Let $X_1,X_2,\cdots$ be random variables. Given that $\limsup X_n$ and $\liminf X_n$ are both constant a.s., can we obtain
$$ X_n \xrightarrow{\text{ Prob. }} X \implies X_n \xrightarrow{\text{ a.s. }} X \ ? $$
This question was inspired by LLN, for if $\xi_1,\xi_2,\cdots$ are i.i.d. then $\limsup \frac{\xi_1 +\cdots+ \xi_n}{n}$ and $\liminf \frac{\xi_1 +\cdots+ \xi_n}{n}$ are tail random variables and thus are constant a.s..

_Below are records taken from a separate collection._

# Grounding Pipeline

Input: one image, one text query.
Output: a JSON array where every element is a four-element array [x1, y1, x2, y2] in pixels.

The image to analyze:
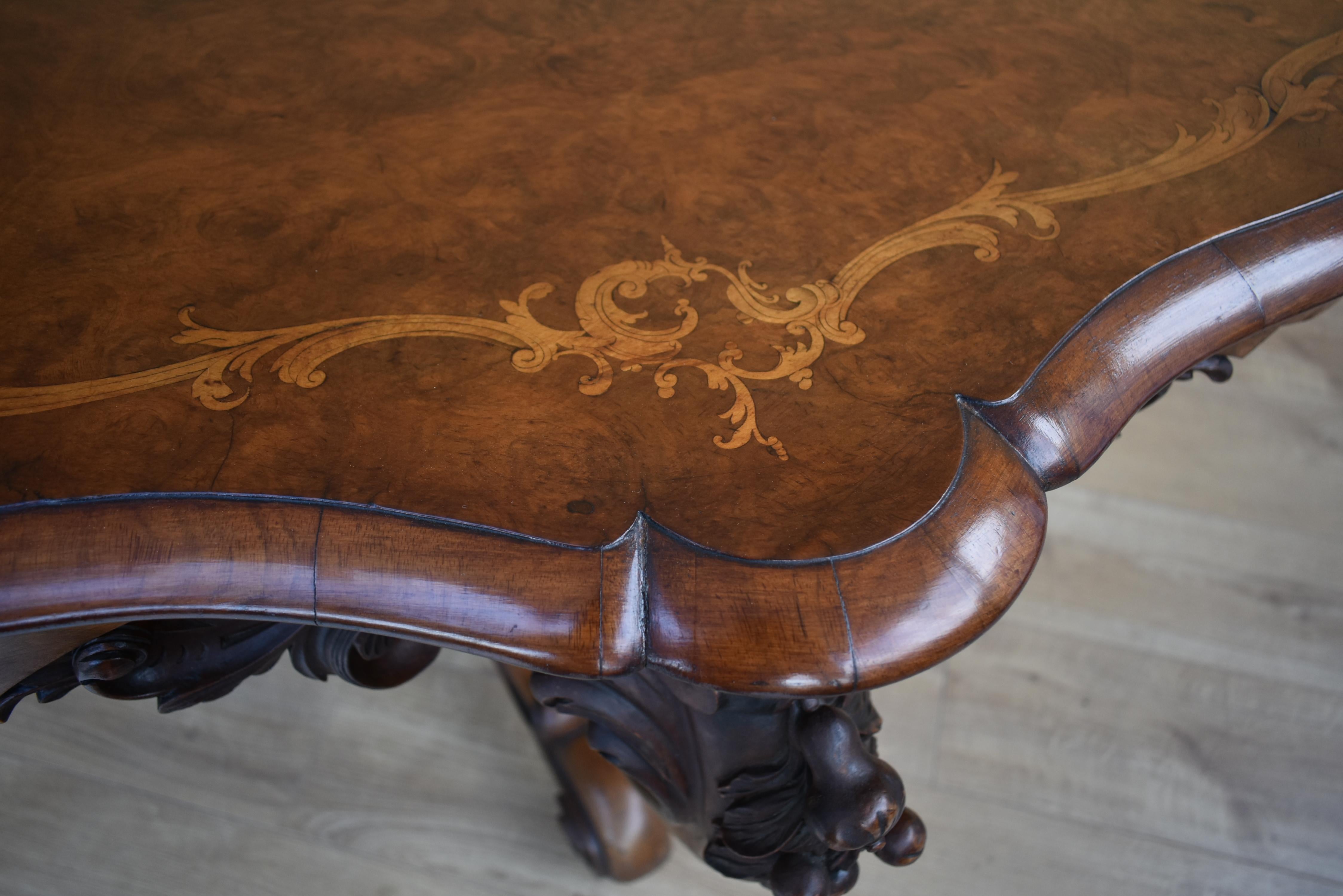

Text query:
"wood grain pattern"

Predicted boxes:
[[0, 0, 1343, 694]]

Here is a simple counterexample. Let $(\Omega, \mathcal{F}, \mathbb{P})$ be our probability space where $\Omega = [0,1]$, $\mathcal{F}$ is the Borel $\sigma$-algebra of $[0,1]$ and $\mathbb{P}$ is the Lebesgue measure on $[0,1]$. For $k\in \mathbb{N}$ and $i=1,2,...,2^k$ consider the (dyadic) interval $$ \Delta_k^i:= \left[ \frac{i-1}{2^k} , \frac{i}{2^k} \right], $$ and let $X_k^i$ be the indicator function of $\Delta_k^i$. Now enumerate the sequence $\{\{2^k + i\}_{i=1}^{2^k}\}_{k=1}^{\infty}$ by $n=1,2,...$ and with this enumeration let $X_n$ be the $X_k^i$, our sequence of random variables.
It is easy to see that $$ \tag{1} \limsup X_n = 1 \ \ \text{ a.s. and } \ \ \liminf X_n = 0 \ \ \text{ a.s. on } \ \ [0,1]. $$ Also, since $$\mathbb{P}(X_n = 1) = \mathbb{P}(X_k^i = 1) = 2^{-k} \to 0 $$ it follows that $X_n $ converges to $0$ in probability. However $(1)$ shows that $X_n$ does not converge a.s.